The load-weighted average LMP was $37.96 per MWh, up nearly 22% from the first half of 2012 as natural gas in eastern PJM briefly spiked at more than $6/MMBtu.
While LMPs were up compared with 2012, and also higher than 2009, they remained lower than 2008, 2010 or 2011.
Fuel Mix
Coal prices were flat in the first half of the year, leading to an 11% increase in generation by coal-fired units and an 18% drop in generation from gas units. Coal units provided 44% of total generation with nuclear units responsible for 35% and gas units almost 16%.
Coal represented 58% of real-time marginal resources in the first half of the year, a slight drop from 2012, while natural gas represented almost one-third of marginal resources, up from 30% in the first six months of 2012. Wind, which was not on the margin in the first two quarters of 2012, represented almost 6% of marginal resources in 2013.
Load
Average real-time load increased by about 2% from the first six months of 2012 while average day-ahead load, increased by almost 12%, driven by the continued growth of up-to congestion transactions.

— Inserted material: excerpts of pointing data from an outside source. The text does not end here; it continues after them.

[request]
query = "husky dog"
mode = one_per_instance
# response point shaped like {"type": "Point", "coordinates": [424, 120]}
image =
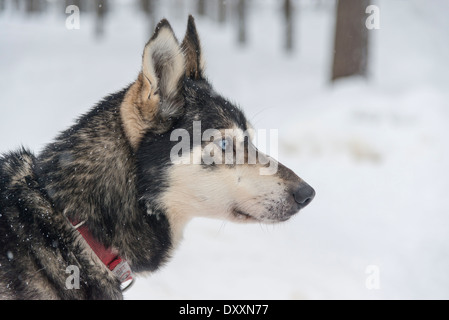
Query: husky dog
{"type": "Point", "coordinates": [106, 200]}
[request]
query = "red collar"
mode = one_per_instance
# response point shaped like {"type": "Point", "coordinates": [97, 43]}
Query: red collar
{"type": "Point", "coordinates": [111, 259]}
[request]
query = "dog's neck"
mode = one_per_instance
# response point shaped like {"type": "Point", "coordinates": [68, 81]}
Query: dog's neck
{"type": "Point", "coordinates": [89, 172]}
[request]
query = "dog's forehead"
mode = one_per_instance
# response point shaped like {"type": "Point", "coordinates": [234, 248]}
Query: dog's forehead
{"type": "Point", "coordinates": [215, 111]}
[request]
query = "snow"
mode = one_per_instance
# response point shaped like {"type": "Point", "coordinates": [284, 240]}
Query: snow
{"type": "Point", "coordinates": [375, 150]}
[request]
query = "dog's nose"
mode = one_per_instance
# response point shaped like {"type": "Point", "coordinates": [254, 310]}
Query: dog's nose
{"type": "Point", "coordinates": [304, 195]}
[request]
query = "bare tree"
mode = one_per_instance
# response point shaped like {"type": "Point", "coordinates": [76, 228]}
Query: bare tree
{"type": "Point", "coordinates": [100, 12]}
{"type": "Point", "coordinates": [289, 27]}
{"type": "Point", "coordinates": [201, 7]}
{"type": "Point", "coordinates": [351, 39]}
{"type": "Point", "coordinates": [221, 11]}
{"type": "Point", "coordinates": [34, 6]}
{"type": "Point", "coordinates": [149, 8]}
{"type": "Point", "coordinates": [241, 20]}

Virtual bids dropped by one-quarter year-over-year. Physical companies — utilities and customers which primarily take physical positions in PJM markets — increased their share to 75.5%, up from less than 64% in 2012.
Market Competiveness
The monitor’s evaluation of market fundamentals was unchanged from the 2012 report, with only the regulation market results not judged competitive.
The monitor judged the regulation market results “indeterminate.” It found the market structure not competitive because one or more pivotal suppliers failed the three pivotal supplier test in 90% of the hours for the first six months. However, participant behavior was considered competitive due to PJM rules that require competitive offers when the three pivotal supplier test is failed.

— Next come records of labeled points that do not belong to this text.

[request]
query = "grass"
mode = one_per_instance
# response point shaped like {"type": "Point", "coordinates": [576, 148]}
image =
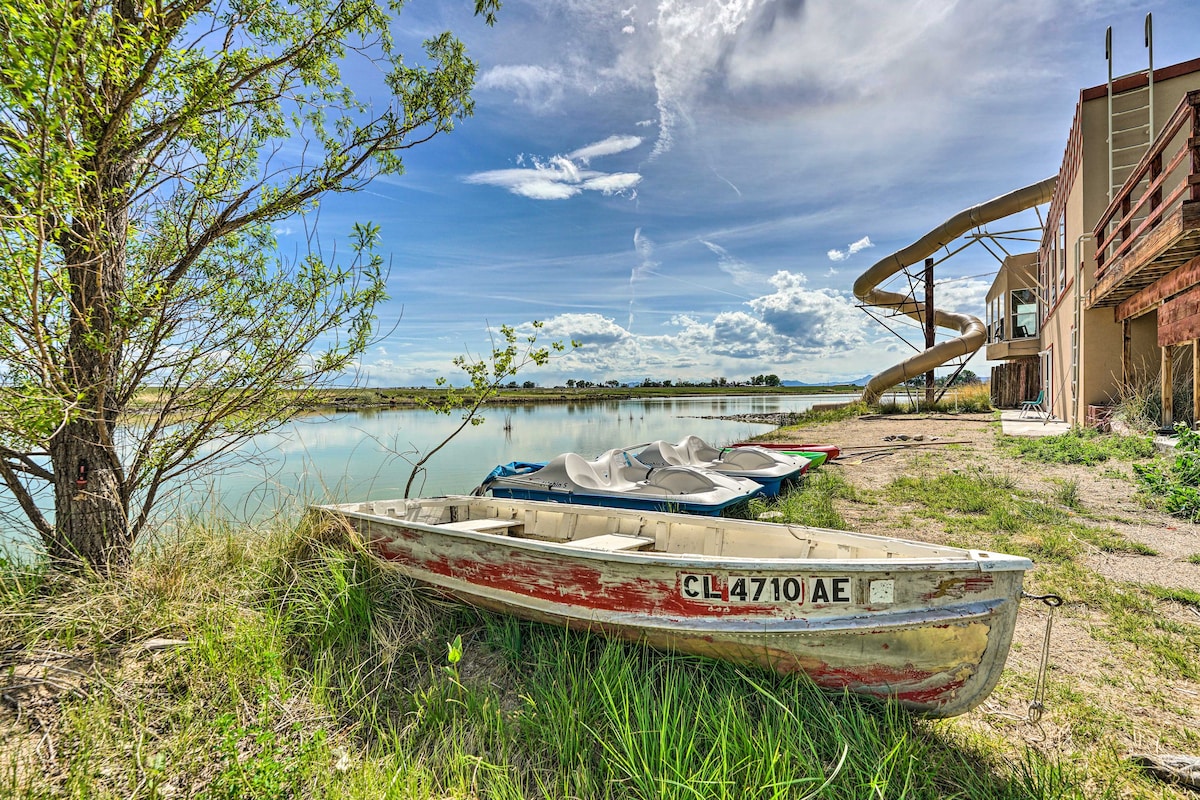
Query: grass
{"type": "Point", "coordinates": [1079, 446]}
{"type": "Point", "coordinates": [960, 400]}
{"type": "Point", "coordinates": [304, 668]}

PJM made several changes to the regulation market in 2012, including new optimization methods.
“It is too early to reach a definitive conclusion about performance under the new market design because important parts of the design are inefficient and because there is not yet enough information on performance,” the monitor said.
In its response to the 2012 report, released in May, PJM took issue with the monitor’s criticism of the market.

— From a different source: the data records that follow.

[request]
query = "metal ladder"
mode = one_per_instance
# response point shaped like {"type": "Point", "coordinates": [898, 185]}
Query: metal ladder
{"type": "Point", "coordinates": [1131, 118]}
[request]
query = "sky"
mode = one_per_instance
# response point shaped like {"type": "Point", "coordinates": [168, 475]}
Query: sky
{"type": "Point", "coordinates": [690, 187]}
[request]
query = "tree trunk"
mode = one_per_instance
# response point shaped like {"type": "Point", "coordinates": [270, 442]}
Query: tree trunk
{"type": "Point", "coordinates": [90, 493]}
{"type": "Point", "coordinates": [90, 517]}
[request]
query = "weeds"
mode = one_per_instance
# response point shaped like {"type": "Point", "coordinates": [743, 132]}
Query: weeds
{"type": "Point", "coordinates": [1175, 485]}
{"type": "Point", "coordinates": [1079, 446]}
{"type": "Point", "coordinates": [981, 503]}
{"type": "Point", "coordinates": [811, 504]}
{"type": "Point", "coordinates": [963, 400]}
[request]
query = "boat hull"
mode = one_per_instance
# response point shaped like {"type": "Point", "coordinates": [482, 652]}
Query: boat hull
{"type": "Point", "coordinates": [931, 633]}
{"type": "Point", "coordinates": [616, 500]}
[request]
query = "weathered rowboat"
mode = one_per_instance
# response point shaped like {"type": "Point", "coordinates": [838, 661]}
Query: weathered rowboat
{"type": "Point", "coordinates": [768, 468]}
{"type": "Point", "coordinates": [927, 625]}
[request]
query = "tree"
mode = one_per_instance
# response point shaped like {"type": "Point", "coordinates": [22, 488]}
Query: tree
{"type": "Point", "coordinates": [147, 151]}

“PJM believes there is ample evidence of competitive market behavior in the regulation market and the IMM conclusion is based on the IMM’s disagreement with opportunity cost calculation rules that were endorsed by members and approved by the FERC.”
Recommendations
In addition to summarizing changes in prices and other metrics, the monitor’s new report called for increased transparency and added several new recommendations on the energy market, operating reserves, demand response, ancillary services and Financial Transmission Rights. (See Market Monitor Recommendations)
The monitor called for additional transparency regarding constraints affecting energy prices, and on unit retirements, “in order to permit new entrants to address reliability issues.”
It also said the market needs better information about the reasons for operating reserve charges. “Data on the units receiving operating reserve credits and the reasons for those credits should be made publicly available to permit better understanding of operating reserve levels and to facilitate competition for providing the same services,” the monitor said.
The monitor also called for action to address what it called the failure of capacity market prices to reflect fundamentals, including “better [Locational Deliverability Definitions], the effectiveness of the transmission.